The Penitentes were all barefoot, their feet bloodied by pebbles and stickers, their white baggy pants blowing about their ankles. Black caps covered their heads. Their faces were hid behind scary, hand-painted masks depicted to look like various Catholic saints. Their masks reflected suffering. Horrors. Affliction. Anguish. Grief.

Mouths were painted open in a perpetual black scream. The men wailed a dark, high-pitched tune, accompanied by the eerie slapping of leaves of amole weeds across their bare backs, raw and oozing blood. With each lash of the whip, blood splattered their white pants, bubbling a red trail leading up to the morada. The motto of the Penitente Order was: to find oneness with the Almighty, you must experience the passion of Christ’s suffering.

The Order originated in Spain, three centuries before and imported to New Mexico by Franciscan friars accompanying the conquistadors. Even the conqueror, Don Juan de Oñate, on Good Friday, 1598, stood among the friars dressed up in their Easter outfits—hair shirts with a sash of cactus thorns encircling their waists. The friars chanted, as Oñate lashed his bare back. His soldiers followed their leader and whipped themselves, until the camp ran crimson with their blood.

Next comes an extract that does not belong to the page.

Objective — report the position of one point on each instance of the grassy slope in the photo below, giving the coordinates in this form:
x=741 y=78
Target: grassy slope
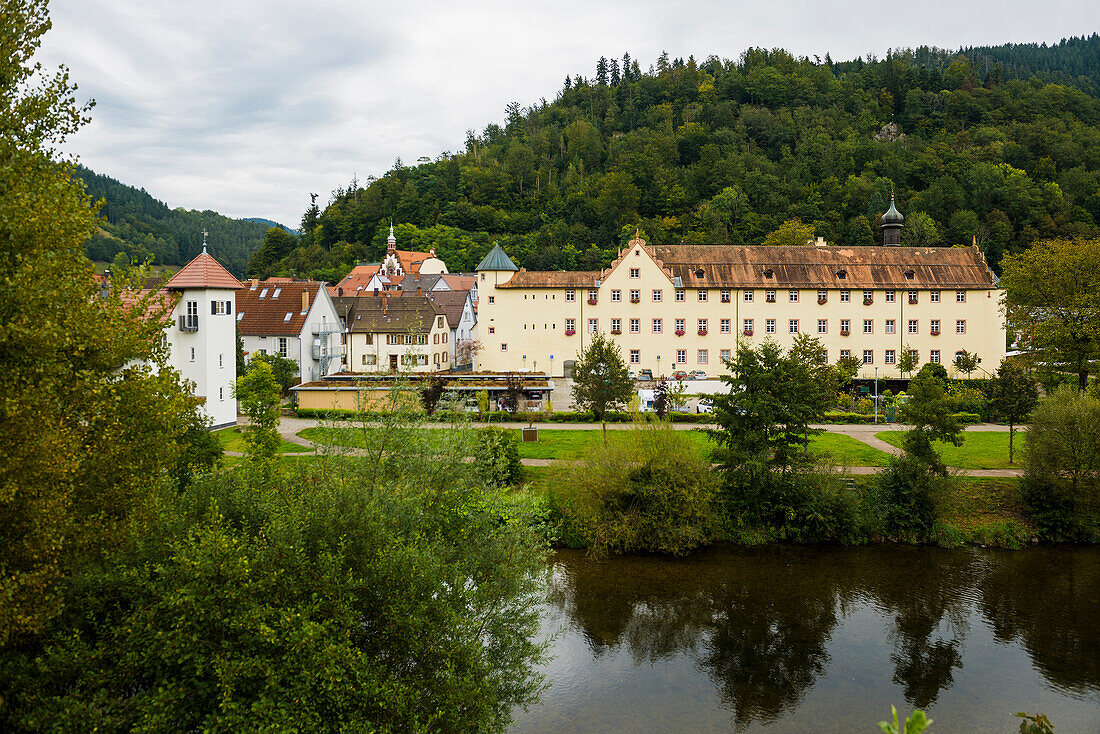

The red Ortiz Mountains didn’t turn red from the blood of the Penitentes, Good Friday, 1928—it was the descending sun reflecting its shine upon the land.

The Penitentes cried out, as once more their whips lashed down upon their backs.

At the rear of the sufferers a flute player whistled from a homemade reed flute. One man blew into a bottle. Another banged some tin cans together. The last musician rattled chains.

The most eerie Penitente was unmasked. He was the Roman soldier, and the only whip he lashed was his horse’s rump, encouraging it to climb the hill. Pacheco. As always, his lady love road in the bed of the wagon, wearing a black lace doily on her skull. Agnes represented the death awaiting all sinners.

The mock-Christ bore the sins of all, quite a heavy load. He fell on the hill beneath the life-size cross.

One of his brethren helped him to his feet and hefted the cross to his shoulder, dragging it behind him in the dust.

The man, who helped him, beat himself with his whip, crying out.

A bruise purpled the mock-Christ’s chin, proving he was all too human. He lugged the cross up the hill, falling now and then; only to be helped to his feet until finally, a mountain of a man carried the cross for him the rest of the way.

One by one, the men marched towards the back of the morada. One step more and each man, in turn, seemed to fall off the face of the earth.

No miracle had taken place. The Penitentes did not vanish into thin air. Their disappearance was a calculated illusion.

They laid the cross on the ground and the mock-Christ lay on the wood with his arms spread and his ankles crossed. Pacheco hammered his feet and hands to the wooden cross. The mock-Christ screamed in agony, the nail going through bone, poking muscle and scattering tissue. The Penitentes whipped themselves harder to commune with his suffering.